I am glad you asked for suggestions, because I am not sure I have a definitive
answer - but I can make plenty of suggestions.

First a question - since you say an AT, I wonder if you are writing on a HD
drive, there are some known troubles going from the HD drive to "normal, i.e.
360K drives" even between PC's.  I will assume this in all that follows.

OK, here is my guess - the 1.2Meg (HD) drives on the AT have thin (narrow)
heads and 96 tracks per inch.  The drives on most XT's (and the unix PC) are
48 tpi drives with fatter heads.  The unix-pc writes a wide swath of data
and the AT reads right down the center and no problem.  However the AT writes
a narrow swath of data, and the head is not wide enough to erase the wide
swath (written at format time on the unix-pc -- formatting does fill the 
sectors with data), so when you take the floppy to the unix-pc, it's wide
head sees both the data in the center of the track, and the slop on the sides
and bad things happen.

The only problem with all this is the following -- I have tried this every
possible way and cannot replicate the problem.  Even formatting on the 360K
and then writing on the 1.2M drive works every time.
(I have an AT running DOS 4.1 with both 1.2M and 360K drives --
and have tried all the possible combinations of which drive I format on
and which I write the data on, and I can always read them on the UNIXPC
(but I am using the UA window driven MSDOS floppy reader).
	Aha -- maybe here is the rub??
When I use mtools I get all manner of chaos --
floating exception core dump is most common, and this
traces back to a divide by zero in init.c
in init(), after reading sector zero -- the boot block -- 
divides by zero calculating:
	tracks = WORD(psect) / (heads * sectors);
(Why should there be a boot block - this is not a bootable disk).

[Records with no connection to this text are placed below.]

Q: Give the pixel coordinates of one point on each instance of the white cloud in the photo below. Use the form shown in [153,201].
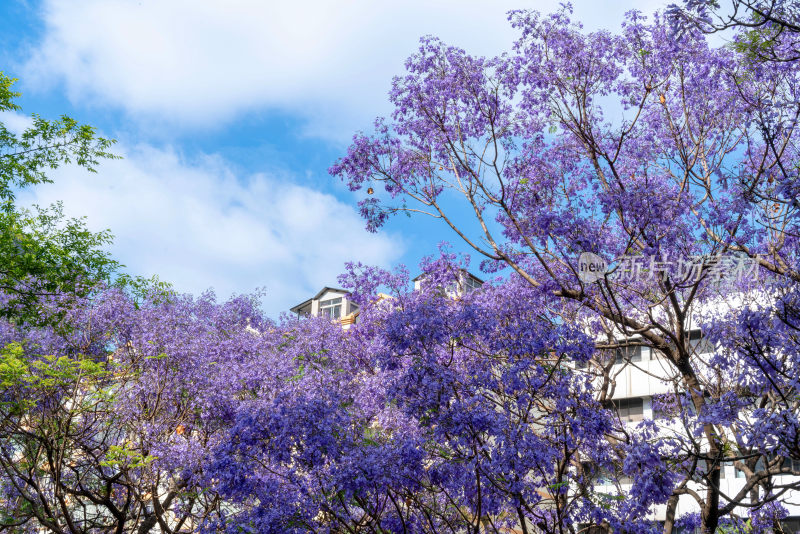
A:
[196,62]
[199,225]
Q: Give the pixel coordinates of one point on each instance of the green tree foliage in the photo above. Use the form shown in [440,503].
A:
[42,253]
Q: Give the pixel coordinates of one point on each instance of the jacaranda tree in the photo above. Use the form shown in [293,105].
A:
[675,163]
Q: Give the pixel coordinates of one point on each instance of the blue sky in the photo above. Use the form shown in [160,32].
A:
[228,114]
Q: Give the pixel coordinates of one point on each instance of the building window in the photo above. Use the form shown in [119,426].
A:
[629,409]
[699,344]
[331,308]
[471,284]
[630,353]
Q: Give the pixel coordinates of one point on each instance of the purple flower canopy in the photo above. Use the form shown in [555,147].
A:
[476,411]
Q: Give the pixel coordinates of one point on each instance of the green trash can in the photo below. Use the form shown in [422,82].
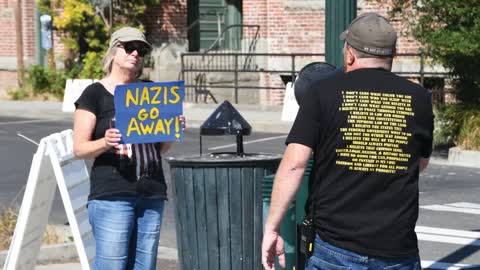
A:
[293,217]
[218,209]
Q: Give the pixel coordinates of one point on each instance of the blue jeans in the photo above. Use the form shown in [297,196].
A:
[126,231]
[328,257]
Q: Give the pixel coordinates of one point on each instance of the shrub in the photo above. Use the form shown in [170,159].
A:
[18,94]
[8,221]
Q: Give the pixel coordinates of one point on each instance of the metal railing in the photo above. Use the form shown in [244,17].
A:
[198,68]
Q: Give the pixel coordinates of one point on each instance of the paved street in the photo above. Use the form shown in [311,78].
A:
[448,229]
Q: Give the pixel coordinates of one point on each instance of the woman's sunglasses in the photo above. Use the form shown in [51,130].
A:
[129,47]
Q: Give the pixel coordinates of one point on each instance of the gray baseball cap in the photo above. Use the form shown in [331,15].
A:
[372,34]
[126,34]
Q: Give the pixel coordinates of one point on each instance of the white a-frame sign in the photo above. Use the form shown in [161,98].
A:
[53,163]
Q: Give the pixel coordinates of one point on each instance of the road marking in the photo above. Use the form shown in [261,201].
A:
[453,208]
[26,138]
[29,121]
[446,266]
[442,235]
[248,142]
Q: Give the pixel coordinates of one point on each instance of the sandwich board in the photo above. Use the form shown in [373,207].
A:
[53,164]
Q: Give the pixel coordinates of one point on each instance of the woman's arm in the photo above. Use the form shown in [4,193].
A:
[83,126]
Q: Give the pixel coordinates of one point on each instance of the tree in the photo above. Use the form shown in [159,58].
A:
[450,33]
[85,32]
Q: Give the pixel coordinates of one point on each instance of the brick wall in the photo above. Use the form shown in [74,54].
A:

My conclusion is that mtools has some bugs.

Maybe DOS4.1 has changes in the disk format mtools cannot deal with?
(Mtools seems fine to format and write files on the floppy -- the AT reads
them fine -- the only wrinkle here was writting a file not in the current
directory to an empty floppy produced nothing on the floppy.)

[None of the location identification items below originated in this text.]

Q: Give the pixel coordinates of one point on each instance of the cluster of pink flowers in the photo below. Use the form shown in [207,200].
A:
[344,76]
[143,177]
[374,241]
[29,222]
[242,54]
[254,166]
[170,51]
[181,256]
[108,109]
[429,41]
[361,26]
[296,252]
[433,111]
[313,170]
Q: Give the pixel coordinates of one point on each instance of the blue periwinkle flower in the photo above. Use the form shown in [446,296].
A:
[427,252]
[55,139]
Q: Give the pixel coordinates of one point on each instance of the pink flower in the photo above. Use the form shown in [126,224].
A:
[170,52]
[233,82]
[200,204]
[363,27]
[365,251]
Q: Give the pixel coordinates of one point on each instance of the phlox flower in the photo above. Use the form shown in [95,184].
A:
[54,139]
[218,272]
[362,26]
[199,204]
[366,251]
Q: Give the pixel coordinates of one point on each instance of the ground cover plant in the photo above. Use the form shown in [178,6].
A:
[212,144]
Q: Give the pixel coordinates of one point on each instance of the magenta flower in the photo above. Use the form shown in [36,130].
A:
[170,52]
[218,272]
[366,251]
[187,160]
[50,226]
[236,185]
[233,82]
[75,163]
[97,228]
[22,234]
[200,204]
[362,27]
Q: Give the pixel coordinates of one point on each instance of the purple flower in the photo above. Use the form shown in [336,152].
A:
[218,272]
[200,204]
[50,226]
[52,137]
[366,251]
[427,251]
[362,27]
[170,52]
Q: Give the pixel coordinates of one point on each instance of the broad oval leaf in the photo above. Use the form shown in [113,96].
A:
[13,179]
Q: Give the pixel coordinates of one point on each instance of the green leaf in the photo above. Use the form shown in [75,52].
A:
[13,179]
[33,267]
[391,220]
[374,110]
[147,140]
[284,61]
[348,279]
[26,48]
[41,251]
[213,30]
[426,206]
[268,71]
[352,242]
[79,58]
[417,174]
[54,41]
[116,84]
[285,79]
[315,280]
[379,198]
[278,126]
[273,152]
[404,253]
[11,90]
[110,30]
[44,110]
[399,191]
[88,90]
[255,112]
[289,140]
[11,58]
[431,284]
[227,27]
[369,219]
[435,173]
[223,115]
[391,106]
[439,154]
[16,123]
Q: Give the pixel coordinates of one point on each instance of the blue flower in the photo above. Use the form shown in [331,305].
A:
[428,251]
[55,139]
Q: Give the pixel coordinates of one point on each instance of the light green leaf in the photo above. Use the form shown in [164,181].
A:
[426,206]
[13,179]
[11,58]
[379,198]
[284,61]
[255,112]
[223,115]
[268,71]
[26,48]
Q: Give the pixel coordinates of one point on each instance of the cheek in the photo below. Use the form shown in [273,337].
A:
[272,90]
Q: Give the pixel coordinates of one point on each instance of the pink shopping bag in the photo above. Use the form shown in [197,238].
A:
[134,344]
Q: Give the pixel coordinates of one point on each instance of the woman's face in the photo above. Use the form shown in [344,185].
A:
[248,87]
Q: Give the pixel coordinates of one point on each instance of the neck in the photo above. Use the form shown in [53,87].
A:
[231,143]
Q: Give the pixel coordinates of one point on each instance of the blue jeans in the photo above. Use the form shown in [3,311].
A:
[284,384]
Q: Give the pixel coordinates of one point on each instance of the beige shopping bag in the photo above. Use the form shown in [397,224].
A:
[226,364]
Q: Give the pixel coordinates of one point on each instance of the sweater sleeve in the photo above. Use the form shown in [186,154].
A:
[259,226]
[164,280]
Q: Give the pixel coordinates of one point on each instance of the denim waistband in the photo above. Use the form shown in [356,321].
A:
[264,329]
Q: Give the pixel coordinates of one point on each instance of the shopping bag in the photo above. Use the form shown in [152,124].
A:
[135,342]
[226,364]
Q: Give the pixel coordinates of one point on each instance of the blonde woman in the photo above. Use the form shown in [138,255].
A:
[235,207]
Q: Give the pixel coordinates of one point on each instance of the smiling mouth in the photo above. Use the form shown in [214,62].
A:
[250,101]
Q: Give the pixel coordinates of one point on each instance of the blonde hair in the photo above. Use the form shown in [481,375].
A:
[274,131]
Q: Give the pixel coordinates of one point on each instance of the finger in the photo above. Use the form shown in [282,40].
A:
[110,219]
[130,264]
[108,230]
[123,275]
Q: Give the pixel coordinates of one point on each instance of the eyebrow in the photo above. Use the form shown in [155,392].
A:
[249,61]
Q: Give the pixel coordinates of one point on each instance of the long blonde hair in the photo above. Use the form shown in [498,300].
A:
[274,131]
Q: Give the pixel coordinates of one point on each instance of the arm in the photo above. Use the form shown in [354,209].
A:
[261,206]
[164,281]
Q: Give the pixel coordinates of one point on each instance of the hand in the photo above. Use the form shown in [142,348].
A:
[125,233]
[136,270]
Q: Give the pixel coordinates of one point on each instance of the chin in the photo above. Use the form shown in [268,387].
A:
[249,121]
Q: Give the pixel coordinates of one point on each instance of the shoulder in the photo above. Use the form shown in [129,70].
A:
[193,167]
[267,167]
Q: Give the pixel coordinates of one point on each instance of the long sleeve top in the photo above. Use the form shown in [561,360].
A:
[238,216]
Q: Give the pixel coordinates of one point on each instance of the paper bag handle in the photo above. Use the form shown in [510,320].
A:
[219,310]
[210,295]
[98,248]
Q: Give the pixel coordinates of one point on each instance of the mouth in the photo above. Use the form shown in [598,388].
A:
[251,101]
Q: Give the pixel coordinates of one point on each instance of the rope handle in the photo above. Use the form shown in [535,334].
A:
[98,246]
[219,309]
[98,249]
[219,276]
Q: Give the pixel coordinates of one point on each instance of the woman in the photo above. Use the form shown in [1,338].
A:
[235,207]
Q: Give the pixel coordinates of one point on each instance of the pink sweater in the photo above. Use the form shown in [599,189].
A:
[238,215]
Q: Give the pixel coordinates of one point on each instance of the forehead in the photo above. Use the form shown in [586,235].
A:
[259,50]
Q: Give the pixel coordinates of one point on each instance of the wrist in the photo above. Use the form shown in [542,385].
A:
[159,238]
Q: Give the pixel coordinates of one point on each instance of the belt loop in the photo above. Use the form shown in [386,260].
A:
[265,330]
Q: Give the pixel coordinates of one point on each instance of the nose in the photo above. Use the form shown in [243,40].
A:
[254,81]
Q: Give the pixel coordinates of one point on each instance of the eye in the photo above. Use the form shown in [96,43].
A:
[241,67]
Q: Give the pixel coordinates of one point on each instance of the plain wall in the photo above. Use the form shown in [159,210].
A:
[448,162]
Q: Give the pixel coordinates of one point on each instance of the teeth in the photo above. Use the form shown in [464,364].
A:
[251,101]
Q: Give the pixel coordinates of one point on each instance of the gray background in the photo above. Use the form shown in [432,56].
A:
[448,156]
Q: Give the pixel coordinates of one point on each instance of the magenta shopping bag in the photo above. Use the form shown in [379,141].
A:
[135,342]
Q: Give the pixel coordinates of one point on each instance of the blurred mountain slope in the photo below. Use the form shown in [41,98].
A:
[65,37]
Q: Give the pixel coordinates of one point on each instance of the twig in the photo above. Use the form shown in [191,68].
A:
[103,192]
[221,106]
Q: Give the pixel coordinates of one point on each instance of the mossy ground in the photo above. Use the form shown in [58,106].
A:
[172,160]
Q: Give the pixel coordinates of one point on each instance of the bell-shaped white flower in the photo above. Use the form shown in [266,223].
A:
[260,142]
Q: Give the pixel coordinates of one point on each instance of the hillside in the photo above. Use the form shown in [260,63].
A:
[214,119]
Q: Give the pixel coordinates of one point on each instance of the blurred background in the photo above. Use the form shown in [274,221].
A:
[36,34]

So my question to the original poster is:
	What version DOS are you running on your AT?
	What floppy hardware are you using on your AT?
	What software are you using on the unixpc to read the floppies?

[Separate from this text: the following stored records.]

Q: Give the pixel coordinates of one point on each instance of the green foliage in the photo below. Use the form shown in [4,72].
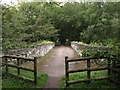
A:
[14,82]
[25,24]
[90,85]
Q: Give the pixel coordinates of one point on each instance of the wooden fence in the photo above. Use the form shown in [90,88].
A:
[88,69]
[6,64]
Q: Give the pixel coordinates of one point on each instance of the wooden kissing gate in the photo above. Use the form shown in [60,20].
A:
[88,69]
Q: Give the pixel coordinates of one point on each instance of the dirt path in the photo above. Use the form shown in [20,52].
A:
[53,64]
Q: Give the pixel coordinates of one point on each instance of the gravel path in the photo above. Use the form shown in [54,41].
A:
[53,64]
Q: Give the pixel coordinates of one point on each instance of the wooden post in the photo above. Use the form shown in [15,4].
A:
[35,70]
[6,62]
[88,66]
[18,63]
[66,71]
[109,62]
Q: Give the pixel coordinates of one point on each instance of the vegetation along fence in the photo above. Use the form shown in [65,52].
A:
[18,58]
[88,69]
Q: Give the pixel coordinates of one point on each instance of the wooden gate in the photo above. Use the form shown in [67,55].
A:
[88,69]
[6,64]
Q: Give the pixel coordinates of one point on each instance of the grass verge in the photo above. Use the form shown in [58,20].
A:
[92,84]
[8,81]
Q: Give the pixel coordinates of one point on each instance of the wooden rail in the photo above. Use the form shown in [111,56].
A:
[19,67]
[88,69]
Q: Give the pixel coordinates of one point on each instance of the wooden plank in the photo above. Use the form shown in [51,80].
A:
[109,64]
[18,57]
[88,66]
[22,77]
[6,61]
[115,81]
[85,58]
[15,66]
[66,71]
[35,70]
[115,69]
[18,63]
[91,69]
[87,80]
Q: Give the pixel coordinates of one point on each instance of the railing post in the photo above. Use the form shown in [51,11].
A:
[88,66]
[109,66]
[18,63]
[6,62]
[66,71]
[35,70]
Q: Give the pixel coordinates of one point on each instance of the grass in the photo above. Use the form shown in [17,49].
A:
[8,81]
[92,84]
[36,43]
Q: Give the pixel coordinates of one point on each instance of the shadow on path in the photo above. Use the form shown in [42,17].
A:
[53,63]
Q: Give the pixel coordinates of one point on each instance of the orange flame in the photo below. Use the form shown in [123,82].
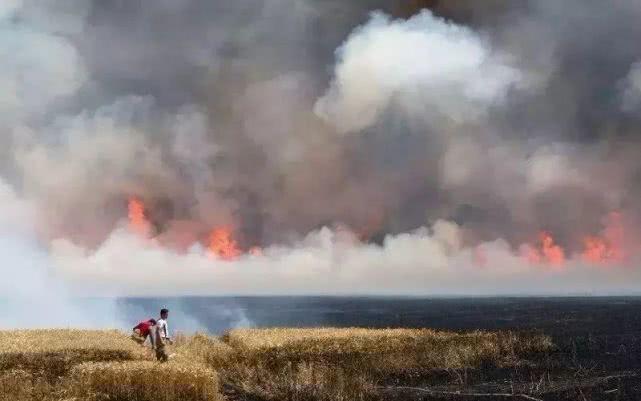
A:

I am tempted to dive in and tackle an mtools fixup -- any comments?
--
	Tom Trebisky	ttrebisky@as.arizona.edu	(Internet)
	Steward Observatory	University of Arizona	Tucson, Arizona

ward@unix386.Convergent.COM (Ward Griffiths) (03/21/91)

The one thing that I have seen that ALWAYS works, that I
have been using since the Tandy 2000 showed up with 720k
drives, to avoid the problem with transfers between HD/LD
drives, is to bulk erase the disk first and format and
write it from scratch on the machine I'm transferring the
data from.  That way, there is no leftover wide data with
narrow data down the middle.  At Radio Shack, you can get
a bulk tape eraser for about $15 that will save endless
headaches.  For a couple more dollars, there is the video
version that (besides being good for reusing video tapes)
is rugged enough to clear up all those leftover problems
with a glitched DC600A.  Just keep the tape eraser away
from your hard disk.  Having the computer in the den and
the eraser in the kitchen has always worked for me.

-- 
          Ward Griffiths, Unisys NCG aka Convergent Technologies                The people that make Unisys' official opinions get paid more.  A LOT more.
===========================================================================          To Hell with "Only One Earth"!  Try "At Least One Solar System"!